Class CudaStream

Wrapps a CUstream handle. In case of a so called NULL stream, use the native CUstream struct instead.

Inheritance

System.Object

CudaStream

Implements

System.IDisposable

Inherited Members

System.Object.Equals(System.Object)

System.Object.Equals(System.Object, System.Object)

System.Object.GetHashCode()

System.Object.GetType()

System.Object.MemberwiseClone()

System.Object.ReferenceEquals(System.Object, System.Object)

System.Object.ToString()

Namespace: ManagedCuda

Assembly: ManagedCuda.dll

Syntax

public class CudaStream : IDisposable

Constructors

| Improve this Doc View Source

CudaStream()

Creates a new Stream using None

Declaration

public CudaStream()

| Improve this Doc View Source

CudaStream(CUstream)

Creates a new wrapper for an existing stream

Declaration

public CudaStream(CUstream _stream)

Parameters

Type	Name	Description
CUstream	_stream

| Improve this Doc View Source

CudaStream(CUStreamFlags)

Creates a new Stream

Declaration

public CudaStream(CUStreamFlags flags)

Parameters

Type	Name	Description
CUStreamFlags	flags	Parameters for stream creation (must be None)

| Improve this Doc View Source

CudaStream(Int32)

Creates a new Stream using None and with the given priority

This API alters the scheduler priority of work in the stream. Work in a higher priority stream may preempt work already executing in a low priority stream.

priority follows a convention where lower numbers represent higher priorities.

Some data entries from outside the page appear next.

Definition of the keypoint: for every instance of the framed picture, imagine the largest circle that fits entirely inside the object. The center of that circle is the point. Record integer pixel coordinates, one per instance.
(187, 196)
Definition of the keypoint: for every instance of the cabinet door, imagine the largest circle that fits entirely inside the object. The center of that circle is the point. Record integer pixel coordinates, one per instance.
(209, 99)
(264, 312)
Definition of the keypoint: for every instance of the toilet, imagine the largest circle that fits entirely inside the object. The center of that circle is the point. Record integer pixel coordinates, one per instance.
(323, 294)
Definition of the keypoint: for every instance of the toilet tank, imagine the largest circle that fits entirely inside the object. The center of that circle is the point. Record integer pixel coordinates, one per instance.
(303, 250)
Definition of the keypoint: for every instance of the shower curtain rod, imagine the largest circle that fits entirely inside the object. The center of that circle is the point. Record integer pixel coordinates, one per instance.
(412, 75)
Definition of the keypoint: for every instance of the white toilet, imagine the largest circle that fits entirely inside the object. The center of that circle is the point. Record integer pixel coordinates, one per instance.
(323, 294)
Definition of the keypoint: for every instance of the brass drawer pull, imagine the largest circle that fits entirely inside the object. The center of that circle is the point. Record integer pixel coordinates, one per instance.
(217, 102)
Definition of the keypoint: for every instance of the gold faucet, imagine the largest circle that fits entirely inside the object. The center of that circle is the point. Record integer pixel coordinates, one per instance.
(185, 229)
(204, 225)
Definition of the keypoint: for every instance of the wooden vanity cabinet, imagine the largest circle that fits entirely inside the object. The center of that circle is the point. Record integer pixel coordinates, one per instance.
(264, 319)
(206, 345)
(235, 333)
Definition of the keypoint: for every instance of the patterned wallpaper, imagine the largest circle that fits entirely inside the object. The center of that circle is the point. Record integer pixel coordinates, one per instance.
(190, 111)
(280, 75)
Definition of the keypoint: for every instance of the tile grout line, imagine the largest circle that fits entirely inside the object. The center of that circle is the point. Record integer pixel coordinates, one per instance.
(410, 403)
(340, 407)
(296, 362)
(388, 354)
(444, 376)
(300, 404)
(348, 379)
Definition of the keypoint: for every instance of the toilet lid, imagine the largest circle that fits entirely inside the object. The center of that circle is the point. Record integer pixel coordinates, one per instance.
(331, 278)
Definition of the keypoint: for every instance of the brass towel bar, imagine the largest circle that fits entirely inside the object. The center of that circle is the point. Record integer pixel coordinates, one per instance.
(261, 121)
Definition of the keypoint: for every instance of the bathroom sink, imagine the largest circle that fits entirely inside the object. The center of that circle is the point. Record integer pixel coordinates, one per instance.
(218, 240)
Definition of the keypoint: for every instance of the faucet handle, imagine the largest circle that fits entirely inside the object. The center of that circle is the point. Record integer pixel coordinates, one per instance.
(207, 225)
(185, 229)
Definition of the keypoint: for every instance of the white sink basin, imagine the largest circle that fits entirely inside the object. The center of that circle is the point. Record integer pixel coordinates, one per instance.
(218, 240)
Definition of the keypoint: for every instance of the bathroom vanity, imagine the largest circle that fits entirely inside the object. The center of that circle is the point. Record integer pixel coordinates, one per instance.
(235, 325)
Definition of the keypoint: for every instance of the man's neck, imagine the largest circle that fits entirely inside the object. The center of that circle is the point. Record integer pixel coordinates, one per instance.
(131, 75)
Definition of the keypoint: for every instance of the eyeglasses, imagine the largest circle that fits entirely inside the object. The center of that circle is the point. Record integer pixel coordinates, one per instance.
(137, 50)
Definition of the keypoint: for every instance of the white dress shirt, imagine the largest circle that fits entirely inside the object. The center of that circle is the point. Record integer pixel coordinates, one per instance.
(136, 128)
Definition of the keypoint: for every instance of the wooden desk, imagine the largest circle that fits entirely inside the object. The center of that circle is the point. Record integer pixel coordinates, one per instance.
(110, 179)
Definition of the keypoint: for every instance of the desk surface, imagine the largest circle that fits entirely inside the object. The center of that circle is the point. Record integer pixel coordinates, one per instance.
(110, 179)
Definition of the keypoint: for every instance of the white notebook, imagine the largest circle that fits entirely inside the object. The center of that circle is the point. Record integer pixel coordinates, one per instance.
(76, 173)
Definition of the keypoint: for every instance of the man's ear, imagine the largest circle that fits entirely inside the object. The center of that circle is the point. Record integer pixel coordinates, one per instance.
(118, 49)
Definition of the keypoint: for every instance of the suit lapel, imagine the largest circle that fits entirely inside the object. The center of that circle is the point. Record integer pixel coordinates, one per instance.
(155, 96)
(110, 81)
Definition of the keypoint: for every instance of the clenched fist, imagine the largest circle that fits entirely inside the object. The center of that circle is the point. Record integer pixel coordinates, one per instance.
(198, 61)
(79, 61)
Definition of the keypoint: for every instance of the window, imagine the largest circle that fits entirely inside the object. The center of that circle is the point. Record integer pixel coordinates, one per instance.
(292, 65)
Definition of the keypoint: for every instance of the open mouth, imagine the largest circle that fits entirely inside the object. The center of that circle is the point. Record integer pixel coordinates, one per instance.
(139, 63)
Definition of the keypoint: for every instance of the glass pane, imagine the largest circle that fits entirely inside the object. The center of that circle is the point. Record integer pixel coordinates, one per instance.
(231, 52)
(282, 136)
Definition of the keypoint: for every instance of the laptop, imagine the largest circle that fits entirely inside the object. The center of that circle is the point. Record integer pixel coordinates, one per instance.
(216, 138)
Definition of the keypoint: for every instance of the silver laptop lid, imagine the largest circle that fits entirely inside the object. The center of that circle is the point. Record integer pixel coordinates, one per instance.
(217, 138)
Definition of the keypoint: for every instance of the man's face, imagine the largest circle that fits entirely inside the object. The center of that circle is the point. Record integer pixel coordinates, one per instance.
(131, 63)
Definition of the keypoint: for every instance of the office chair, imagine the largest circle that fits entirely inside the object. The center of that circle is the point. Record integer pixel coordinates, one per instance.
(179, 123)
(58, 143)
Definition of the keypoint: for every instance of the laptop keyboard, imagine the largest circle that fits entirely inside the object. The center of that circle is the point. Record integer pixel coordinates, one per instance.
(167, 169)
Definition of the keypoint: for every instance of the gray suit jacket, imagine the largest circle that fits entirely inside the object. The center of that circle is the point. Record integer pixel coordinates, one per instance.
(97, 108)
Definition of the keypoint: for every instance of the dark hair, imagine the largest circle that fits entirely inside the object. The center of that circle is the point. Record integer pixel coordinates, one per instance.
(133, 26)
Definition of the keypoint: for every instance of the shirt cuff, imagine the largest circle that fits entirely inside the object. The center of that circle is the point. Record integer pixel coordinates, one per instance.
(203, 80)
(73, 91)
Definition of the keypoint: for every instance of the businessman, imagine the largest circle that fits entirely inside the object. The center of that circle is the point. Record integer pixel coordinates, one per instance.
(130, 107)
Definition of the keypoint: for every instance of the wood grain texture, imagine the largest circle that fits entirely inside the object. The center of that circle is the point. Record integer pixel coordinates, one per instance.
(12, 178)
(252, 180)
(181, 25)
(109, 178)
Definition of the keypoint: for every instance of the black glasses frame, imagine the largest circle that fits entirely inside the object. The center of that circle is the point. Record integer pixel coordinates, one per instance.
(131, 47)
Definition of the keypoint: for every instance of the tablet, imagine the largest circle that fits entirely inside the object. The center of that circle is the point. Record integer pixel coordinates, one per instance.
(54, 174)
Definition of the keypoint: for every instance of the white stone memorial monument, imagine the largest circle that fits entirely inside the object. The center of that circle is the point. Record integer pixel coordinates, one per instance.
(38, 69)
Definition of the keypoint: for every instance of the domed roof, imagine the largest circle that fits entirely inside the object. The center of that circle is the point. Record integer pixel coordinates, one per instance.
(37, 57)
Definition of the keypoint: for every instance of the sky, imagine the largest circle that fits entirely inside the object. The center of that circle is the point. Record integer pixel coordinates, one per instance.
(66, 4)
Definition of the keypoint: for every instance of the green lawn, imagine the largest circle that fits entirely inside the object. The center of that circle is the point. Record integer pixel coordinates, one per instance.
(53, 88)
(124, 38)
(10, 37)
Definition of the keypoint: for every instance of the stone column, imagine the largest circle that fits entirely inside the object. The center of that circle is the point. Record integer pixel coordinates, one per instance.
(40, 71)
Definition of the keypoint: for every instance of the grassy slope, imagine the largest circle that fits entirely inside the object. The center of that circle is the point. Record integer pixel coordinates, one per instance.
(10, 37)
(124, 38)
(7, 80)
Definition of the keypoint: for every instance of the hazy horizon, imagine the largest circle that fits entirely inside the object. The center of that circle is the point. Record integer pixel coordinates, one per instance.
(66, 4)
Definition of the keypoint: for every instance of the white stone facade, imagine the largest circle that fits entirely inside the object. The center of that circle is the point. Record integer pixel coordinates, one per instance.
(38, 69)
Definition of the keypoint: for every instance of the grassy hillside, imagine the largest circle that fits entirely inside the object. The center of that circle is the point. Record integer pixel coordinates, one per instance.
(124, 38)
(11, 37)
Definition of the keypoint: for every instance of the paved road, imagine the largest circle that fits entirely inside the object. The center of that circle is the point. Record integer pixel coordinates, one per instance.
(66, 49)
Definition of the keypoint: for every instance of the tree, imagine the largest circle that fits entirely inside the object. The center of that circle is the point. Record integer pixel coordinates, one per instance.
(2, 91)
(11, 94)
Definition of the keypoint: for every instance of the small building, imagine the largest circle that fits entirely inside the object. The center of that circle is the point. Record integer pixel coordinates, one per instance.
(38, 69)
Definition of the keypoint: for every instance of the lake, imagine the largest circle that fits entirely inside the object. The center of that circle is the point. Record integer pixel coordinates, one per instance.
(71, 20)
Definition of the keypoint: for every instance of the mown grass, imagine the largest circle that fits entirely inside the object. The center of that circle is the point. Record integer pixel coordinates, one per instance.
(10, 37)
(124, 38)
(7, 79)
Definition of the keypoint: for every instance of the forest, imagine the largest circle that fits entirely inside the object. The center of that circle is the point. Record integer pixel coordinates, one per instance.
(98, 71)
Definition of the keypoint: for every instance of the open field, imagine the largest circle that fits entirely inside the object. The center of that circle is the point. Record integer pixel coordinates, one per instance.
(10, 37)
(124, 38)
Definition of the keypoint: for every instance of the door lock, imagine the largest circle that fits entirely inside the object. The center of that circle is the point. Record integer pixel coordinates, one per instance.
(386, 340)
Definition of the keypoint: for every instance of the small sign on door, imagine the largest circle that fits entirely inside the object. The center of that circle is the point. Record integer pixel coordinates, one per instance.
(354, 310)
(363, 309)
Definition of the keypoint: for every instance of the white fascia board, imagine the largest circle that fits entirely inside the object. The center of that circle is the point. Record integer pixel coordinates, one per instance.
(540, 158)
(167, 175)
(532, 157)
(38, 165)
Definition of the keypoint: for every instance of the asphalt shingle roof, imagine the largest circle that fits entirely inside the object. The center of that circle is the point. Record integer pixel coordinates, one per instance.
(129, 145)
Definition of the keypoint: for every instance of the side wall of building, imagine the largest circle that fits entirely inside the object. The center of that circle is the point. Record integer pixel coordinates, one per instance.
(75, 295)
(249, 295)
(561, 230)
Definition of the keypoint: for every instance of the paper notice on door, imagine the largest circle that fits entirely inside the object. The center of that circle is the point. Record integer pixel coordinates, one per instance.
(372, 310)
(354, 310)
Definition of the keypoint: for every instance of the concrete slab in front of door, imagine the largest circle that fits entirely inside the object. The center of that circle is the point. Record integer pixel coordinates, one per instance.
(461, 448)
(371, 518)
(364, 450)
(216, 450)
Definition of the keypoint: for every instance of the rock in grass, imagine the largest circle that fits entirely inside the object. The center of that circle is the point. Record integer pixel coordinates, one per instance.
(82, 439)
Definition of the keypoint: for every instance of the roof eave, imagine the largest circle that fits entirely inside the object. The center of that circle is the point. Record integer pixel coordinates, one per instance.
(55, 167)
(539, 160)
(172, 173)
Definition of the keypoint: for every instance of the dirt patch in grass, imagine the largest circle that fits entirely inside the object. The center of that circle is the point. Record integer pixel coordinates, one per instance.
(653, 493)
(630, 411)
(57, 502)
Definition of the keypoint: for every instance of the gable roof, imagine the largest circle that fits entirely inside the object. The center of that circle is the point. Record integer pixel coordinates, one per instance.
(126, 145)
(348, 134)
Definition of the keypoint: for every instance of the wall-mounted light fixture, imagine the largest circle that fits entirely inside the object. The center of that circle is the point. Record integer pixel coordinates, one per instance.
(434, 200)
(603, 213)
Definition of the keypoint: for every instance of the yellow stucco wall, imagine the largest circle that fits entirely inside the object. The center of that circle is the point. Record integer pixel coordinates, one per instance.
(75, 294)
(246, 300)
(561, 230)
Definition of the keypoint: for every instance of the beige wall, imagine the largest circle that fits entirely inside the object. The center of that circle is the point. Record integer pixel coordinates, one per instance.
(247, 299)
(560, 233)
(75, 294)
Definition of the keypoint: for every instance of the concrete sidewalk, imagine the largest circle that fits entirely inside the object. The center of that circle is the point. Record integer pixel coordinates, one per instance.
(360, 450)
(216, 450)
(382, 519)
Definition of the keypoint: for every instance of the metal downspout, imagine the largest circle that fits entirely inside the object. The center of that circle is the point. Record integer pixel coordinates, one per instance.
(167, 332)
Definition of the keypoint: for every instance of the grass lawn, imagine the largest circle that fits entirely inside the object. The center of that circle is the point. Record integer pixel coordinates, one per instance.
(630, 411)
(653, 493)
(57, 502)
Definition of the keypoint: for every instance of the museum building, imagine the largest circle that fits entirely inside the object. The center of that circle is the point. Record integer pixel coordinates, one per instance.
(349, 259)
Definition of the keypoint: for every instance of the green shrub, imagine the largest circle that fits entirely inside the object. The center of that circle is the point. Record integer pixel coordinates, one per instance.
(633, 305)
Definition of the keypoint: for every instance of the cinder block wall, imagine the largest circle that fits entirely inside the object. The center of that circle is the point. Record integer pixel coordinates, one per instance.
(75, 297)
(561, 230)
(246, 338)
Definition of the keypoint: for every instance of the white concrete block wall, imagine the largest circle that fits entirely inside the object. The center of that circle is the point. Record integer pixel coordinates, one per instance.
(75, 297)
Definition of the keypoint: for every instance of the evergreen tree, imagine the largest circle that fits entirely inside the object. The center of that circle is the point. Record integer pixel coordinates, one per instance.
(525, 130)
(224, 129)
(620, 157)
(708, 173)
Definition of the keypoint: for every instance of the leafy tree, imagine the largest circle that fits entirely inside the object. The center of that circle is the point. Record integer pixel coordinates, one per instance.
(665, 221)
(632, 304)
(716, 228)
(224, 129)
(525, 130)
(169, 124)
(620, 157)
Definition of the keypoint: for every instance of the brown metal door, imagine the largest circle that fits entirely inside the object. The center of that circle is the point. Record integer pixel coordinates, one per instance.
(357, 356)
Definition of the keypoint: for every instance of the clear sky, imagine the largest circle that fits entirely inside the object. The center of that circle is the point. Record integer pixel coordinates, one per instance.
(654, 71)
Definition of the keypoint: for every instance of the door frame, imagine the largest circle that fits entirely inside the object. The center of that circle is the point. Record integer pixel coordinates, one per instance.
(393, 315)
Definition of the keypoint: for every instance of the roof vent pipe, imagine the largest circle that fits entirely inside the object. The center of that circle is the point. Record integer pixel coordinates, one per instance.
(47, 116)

'0' represents default priority.

Declaration

public CudaStream(int priority)

Parameters

Type	Name	Description
System.Int32	priority	Stream priority. Lower numbers represent higher priorities.

| Improve this Doc View Source

CudaStream(Int32, CUStreamFlags)

Creates a new Stream using None and with the given priority

This API alters the scheduler priority of work in the stream. Work in a higher priority stream may preempt work already executing in a low priority stream.

priority follows a convention where lower numbers represent higher priorities.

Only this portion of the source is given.